Visit Small Town Dillon and Latta

By:Ernie Wiggins



Some folks place South of the Border in Dillon. And it is in Dillon County but closer to the tiny town of Hamer than the city of Dillon. Even though S.O.B., as the park is affectionately called, is sort of an ‘city’ unto itself, the understated neighboring communities have benefited economically from Alan Schafer’s overstated enterprise at the juncture of Interstate 95 and U.S. 301. It pays to be at the right place at the right time.

Actually, the founding of the city of Dillon is all about time and place.

Two enterprising men -- James Dillon and his son Thomas -- acquired 50 acres of land and turned them over to the Florence Railroad Company to run their tracks through a new town that would be named, of course, Dillon. That was in 1886. The building of a railroad depot brought settlers who built the town. In 1888, Dillon was chartered by the state legislature.

Today, the area along Main Street, radiating out from the original train depot, is a National Register commercial district.
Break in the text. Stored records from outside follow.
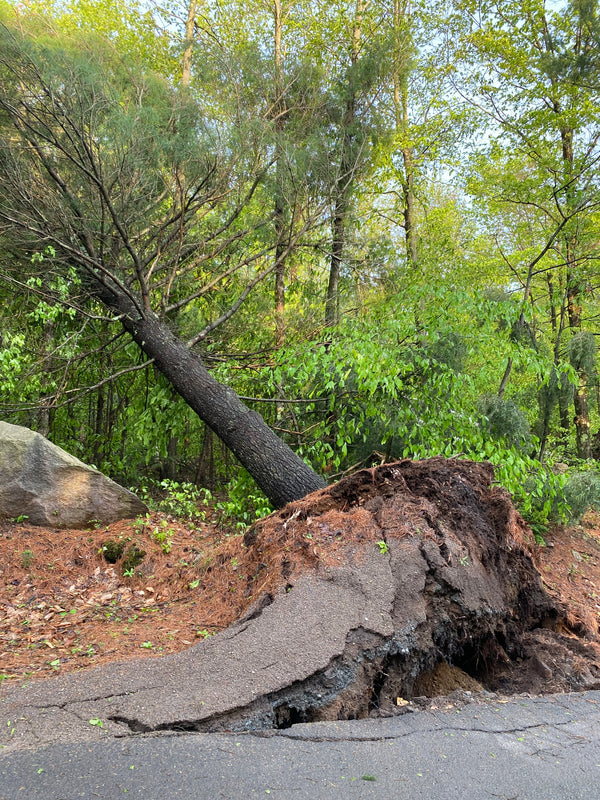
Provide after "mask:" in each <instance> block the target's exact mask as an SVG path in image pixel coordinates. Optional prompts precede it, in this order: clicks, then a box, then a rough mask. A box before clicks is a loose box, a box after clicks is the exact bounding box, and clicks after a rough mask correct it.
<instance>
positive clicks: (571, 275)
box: [461, 0, 600, 458]
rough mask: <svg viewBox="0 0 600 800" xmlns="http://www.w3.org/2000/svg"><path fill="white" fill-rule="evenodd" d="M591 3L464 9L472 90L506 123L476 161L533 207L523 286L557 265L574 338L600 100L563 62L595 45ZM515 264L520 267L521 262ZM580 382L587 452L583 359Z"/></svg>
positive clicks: (561, 330) (577, 323)
mask: <svg viewBox="0 0 600 800" xmlns="http://www.w3.org/2000/svg"><path fill="white" fill-rule="evenodd" d="M592 8H593V9H595V8H596V2H595V0H593V2H591V3H587V2H586V3H579V2H575V3H569V4H567V3H565V4H564V5H562V7H556V6H547V5H546V3H545V2H544V0H535V2H533V3H530V4H528V5H527V6H523V4H522V3H520V2H516V1H513V0H501V2H496V3H492V4H490V5H486V6H485V7H483V6H477V5H475V4H471V3H467V4H463V5H462V6H461V10H462V11H463V13H464V11H469V12H470V13H471V29H470V31H469V32H468V35H467V37H466V38H465V40H464V41H465V42H466V47H467V52H468V53H470V55H471V59H472V63H474V64H477V67H476V68H474V69H472V70H471V71H470V74H469V75H468V76H465V84H464V85H465V86H466V88H465V92H466V93H468V95H469V96H470V98H471V99H472V100H473V102H475V103H476V104H477V106H478V107H479V109H480V110H481V111H482V112H483V113H485V114H486V115H488V116H489V117H490V118H491V120H492V121H493V123H494V125H495V126H496V128H497V131H499V133H498V132H496V131H494V132H493V133H492V137H491V138H492V143H491V145H490V146H489V147H488V148H487V149H486V148H483V150H484V151H485V152H484V153H483V154H482V158H480V159H479V160H478V165H479V166H478V169H479V170H480V175H485V174H487V176H488V177H490V176H491V174H494V176H495V185H492V184H490V183H489V181H487V180H484V181H483V182H481V181H480V182H479V187H480V189H483V190H484V191H485V192H487V193H488V195H491V196H493V197H494V198H495V201H496V202H499V203H503V204H505V205H506V206H508V207H513V208H521V209H522V210H523V212H525V213H529V212H532V211H533V212H535V214H534V215H535V220H536V222H535V225H536V228H537V232H536V237H535V238H536V240H537V253H532V254H531V255H530V257H529V258H528V260H527V262H526V263H525V265H524V269H525V272H526V273H527V277H525V279H524V280H523V287H524V289H525V291H526V294H527V293H529V291H530V287H531V279H532V277H538V278H539V276H544V275H548V274H549V273H550V272H555V273H560V274H561V275H562V278H561V280H562V285H563V287H564V300H565V302H564V308H565V310H566V315H567V322H568V326H569V328H570V332H571V336H573V337H574V336H577V335H578V334H579V333H580V332H581V330H582V322H583V319H582V301H583V298H584V296H585V288H586V284H587V283H588V281H589V277H590V269H591V266H592V264H593V263H594V261H595V258H596V256H597V249H598V248H597V237H596V236H595V234H594V231H593V228H594V222H593V219H594V213H595V212H596V210H597V209H598V207H599V205H600V193H599V192H598V189H597V185H598V184H597V182H598V170H597V163H598V159H599V158H600V125H599V124H598V119H599V111H600V98H599V97H598V93H597V91H596V90H595V89H594V88H593V87H588V86H584V85H582V84H579V85H578V84H576V83H575V82H574V81H573V79H572V74H571V72H570V70H569V69H568V68H567V67H566V65H567V64H573V63H579V62H580V61H581V59H582V58H584V57H585V55H586V54H587V53H589V51H590V50H592V49H593V48H594V40H593V30H592V28H591V27H590V24H589V21H590V12H591V10H592ZM594 15H595V11H594V13H593V14H592V17H593V16H594ZM502 161H503V162H504V168H503V169H501V170H499V169H498V167H499V166H500V164H501V163H502ZM486 162H487V163H486ZM492 164H493V168H492V169H490V166H491V165H492ZM506 256H507V254H506V252H505V253H504V257H506ZM509 261H510V259H509ZM511 268H512V269H513V270H514V271H515V273H520V274H521V275H522V274H523V264H522V262H521V264H518V262H513V263H512V266H511ZM560 330H561V331H562V330H563V328H560ZM557 352H558V348H557ZM578 381H579V385H578V386H577V387H576V392H575V395H574V406H575V420H574V425H575V434H576V442H577V451H578V455H579V456H580V457H581V458H589V457H590V456H591V436H590V416H589V409H588V400H587V388H586V386H587V374H586V372H585V371H584V367H583V365H580V367H579V368H578Z"/></svg>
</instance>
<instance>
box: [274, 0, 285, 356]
mask: <svg viewBox="0 0 600 800" xmlns="http://www.w3.org/2000/svg"><path fill="white" fill-rule="evenodd" d="M274 24H275V42H274V45H275V102H274V104H273V113H274V115H275V154H276V159H275V160H276V162H277V163H276V177H275V208H274V224H275V345H276V347H278V348H279V347H283V345H284V343H285V257H284V253H285V250H286V248H287V242H286V241H285V238H286V236H285V228H286V226H285V203H284V169H283V152H282V141H281V140H282V137H283V129H284V124H285V117H284V115H285V99H284V96H283V61H282V50H281V34H282V17H281V3H280V0H275V4H274Z"/></svg>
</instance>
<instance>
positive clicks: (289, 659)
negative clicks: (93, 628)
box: [0, 458, 600, 746]
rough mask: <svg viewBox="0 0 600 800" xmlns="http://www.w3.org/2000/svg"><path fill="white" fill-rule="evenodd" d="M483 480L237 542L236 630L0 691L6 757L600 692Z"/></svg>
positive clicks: (514, 521)
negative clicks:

Passenger trains have trundled through Dillon since 1904. Amtrak’s Palmetto line still stops in town, twice a day -- northbound shortly after noon and southbound around 4:30 p.m.

A stone’s throw the depot at 200 W. Main St. is Kintyre House Grill and Tavern, a Scottish-themed restaurant whose menu features steak, chicken and seafood entrees and an impressive roster of important Scotch. The restaurant’s daytime hours vary so the visitor’s best bet is call ahead, (843) 841-1481 for reservations.

If you’re interested in staying overnight, The Columns Bed & Breakfast Inn, a restored 1903 mansion at 601 E. Main St., is the perfect place to slow down and get pampered.

Just south of Dillon down U.S. 301 is the picturesque town of Latta, whose origins date back to the early days of the railroad. Latta is the site of the Dillon County Museum is located. The museum, 101 S. Marion Street, is the restored office of Dr. Henry Edwards and contains items from his practice and other pieces of historical significance. The museum is open daily from 1:30 to 4:30 and by appointment.

Across the street from the museum is the restored Bethea Post Office and General Store, which dates back to 1888. It’s named for the town’s first postmaster, Robert Bethea, a black merchant who was appointed by President Grover Cleveland. Just behind the post office is another restored structure, the Vidalia Academy, a one-room school house that was originally located on a nearby farm. Display boards outside of both structures tell their stories.

These historical and cultural gems in Latta are perfectly complemented by the Abingdon Manor Inn and Restaurant, 307 Church St. Originally built as a private residence in 1902, the Abingdon Manor now operates as AAA Four Diamond restaurant whose menu includes Caribbean snapper, rack of lamb, beef Wellington and grilled shrimp in Romesco sauce.